Abstract:
While Information Retrieval (IR) systems have gained success in Web-style search engines in the past two decades, nonetheless, the DataBase (DB) paradigm remains prevalent in handling data in enterprise environments and digital libraries, and is gaining even more importance in the Semantic Web with the increasing need to handle partly structured (NoSQL) data. This paper describes SemIndex+, a semantic-aware indexing and querying framework that allows semantic search, result selection, and result ranking of structured (relational DB-style), unstructured (IR-style), and partly structured (NoSQL) data. Various weighting functions and a parallelized search algorithm have been developed for that purpose and are presented here.

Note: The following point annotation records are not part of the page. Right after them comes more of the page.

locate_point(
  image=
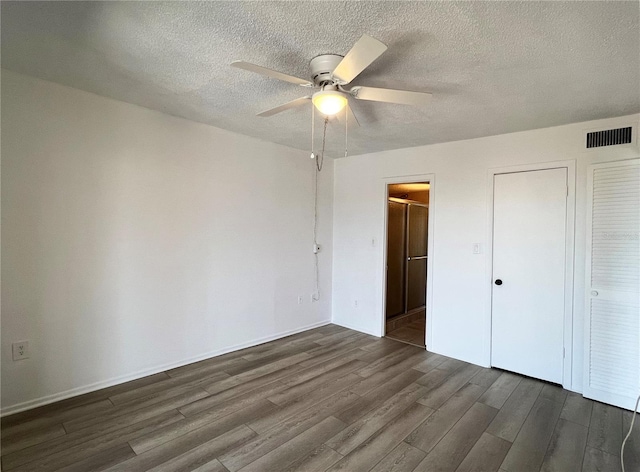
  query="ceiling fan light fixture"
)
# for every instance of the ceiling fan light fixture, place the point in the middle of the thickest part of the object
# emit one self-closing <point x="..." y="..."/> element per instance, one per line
<point x="329" y="102"/>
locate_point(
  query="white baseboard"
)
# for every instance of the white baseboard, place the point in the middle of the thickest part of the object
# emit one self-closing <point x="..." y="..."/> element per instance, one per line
<point x="355" y="328"/>
<point x="30" y="404"/>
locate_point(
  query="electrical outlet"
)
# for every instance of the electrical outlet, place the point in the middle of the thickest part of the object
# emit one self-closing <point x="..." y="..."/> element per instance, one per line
<point x="20" y="350"/>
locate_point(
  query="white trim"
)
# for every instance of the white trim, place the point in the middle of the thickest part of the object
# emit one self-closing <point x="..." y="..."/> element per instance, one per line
<point x="356" y="328"/>
<point x="386" y="181"/>
<point x="570" y="165"/>
<point x="30" y="404"/>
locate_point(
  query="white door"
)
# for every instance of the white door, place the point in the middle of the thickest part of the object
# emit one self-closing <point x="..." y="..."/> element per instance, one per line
<point x="529" y="240"/>
<point x="612" y="365"/>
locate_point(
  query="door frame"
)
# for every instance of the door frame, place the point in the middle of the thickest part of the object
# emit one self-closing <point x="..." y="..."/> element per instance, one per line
<point x="384" y="190"/>
<point x="570" y="165"/>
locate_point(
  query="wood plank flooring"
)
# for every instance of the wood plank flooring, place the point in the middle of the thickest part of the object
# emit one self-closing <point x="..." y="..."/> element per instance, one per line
<point x="329" y="399"/>
<point x="412" y="332"/>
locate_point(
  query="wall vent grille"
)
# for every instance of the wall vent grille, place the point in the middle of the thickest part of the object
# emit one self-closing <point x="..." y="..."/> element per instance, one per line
<point x="609" y="137"/>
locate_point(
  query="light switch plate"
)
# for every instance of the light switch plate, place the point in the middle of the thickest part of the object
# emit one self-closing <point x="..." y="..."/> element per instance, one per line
<point x="20" y="350"/>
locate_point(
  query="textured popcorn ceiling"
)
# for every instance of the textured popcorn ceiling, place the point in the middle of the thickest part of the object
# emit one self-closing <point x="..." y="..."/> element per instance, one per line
<point x="493" y="67"/>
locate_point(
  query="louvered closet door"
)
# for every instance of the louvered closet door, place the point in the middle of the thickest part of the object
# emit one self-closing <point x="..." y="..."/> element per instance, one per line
<point x="613" y="284"/>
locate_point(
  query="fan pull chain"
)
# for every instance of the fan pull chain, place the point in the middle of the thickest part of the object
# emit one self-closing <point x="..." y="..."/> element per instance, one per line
<point x="313" y="128"/>
<point x="346" y="129"/>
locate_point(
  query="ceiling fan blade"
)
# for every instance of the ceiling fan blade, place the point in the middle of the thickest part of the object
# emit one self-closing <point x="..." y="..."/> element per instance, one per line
<point x="271" y="73"/>
<point x="362" y="54"/>
<point x="404" y="97"/>
<point x="352" y="120"/>
<point x="285" y="106"/>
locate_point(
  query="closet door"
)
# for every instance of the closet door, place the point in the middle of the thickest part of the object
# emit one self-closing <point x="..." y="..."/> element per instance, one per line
<point x="397" y="221"/>
<point x="417" y="256"/>
<point x="612" y="360"/>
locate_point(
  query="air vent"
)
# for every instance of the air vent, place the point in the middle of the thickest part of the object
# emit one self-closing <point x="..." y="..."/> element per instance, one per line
<point x="609" y="137"/>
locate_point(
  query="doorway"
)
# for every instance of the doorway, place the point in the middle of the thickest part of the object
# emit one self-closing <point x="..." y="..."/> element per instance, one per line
<point x="529" y="253"/>
<point x="406" y="268"/>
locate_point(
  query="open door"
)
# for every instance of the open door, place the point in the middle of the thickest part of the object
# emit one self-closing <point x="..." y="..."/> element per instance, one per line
<point x="407" y="242"/>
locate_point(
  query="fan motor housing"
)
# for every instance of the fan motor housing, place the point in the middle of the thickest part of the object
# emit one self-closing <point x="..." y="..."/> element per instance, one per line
<point x="322" y="67"/>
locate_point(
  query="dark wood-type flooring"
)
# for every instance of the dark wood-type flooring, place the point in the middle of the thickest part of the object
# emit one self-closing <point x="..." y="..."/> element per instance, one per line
<point x="328" y="399"/>
<point x="412" y="333"/>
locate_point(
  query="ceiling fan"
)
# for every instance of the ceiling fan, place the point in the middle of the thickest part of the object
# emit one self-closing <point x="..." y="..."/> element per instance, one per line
<point x="329" y="75"/>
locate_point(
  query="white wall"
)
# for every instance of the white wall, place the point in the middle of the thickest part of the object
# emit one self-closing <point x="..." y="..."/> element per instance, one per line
<point x="133" y="241"/>
<point x="460" y="318"/>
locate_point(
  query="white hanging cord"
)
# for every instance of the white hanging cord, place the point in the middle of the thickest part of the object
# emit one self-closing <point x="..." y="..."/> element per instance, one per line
<point x="633" y="419"/>
<point x="316" y="294"/>
<point x="320" y="157"/>
<point x="318" y="168"/>
<point x="313" y="128"/>
<point x="346" y="129"/>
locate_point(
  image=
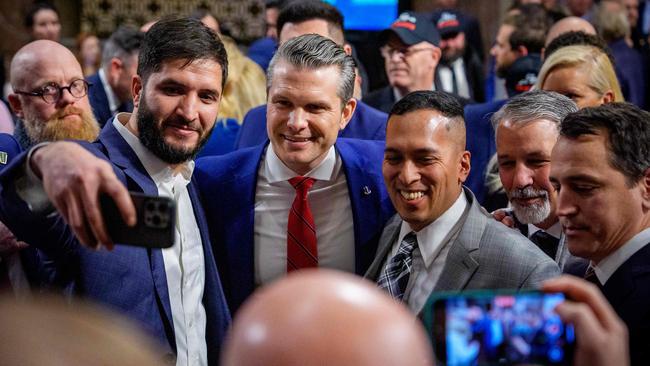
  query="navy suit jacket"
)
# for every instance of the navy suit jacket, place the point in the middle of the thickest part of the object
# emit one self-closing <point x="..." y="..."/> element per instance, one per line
<point x="130" y="280"/>
<point x="366" y="123"/>
<point x="628" y="291"/>
<point x="480" y="143"/>
<point x="99" y="101"/>
<point x="382" y="99"/>
<point x="228" y="183"/>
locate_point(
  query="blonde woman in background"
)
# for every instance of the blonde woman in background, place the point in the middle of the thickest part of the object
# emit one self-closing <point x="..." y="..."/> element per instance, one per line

We provide a general keyword query model allowing the user to choose the results’ semantic coverage and expressiveness based on her needs. Different from alternative solutions involving query relaxation, query refinement, or query disambiguation, our approach incorporates semantics at the most basic data indexing level: providing more opportunities toward speedups and semantic coverage. An extensive experimental evaluation, comparing SemIndex+ with alternative methods, highlights our approach’s flexibility and effectiveness, which in turn impact efficiency (requiring less or more time following the user specified index and query semantic coverages).
Citation:
Tekli, J., Chbeir, R., Traina, A. J., & Traina Jr, C. (2019). SemIndex+: A semantic indexing scheme for structured, unstructured, and partly structured data. Knowledge-Based Systems, 164, 378-403.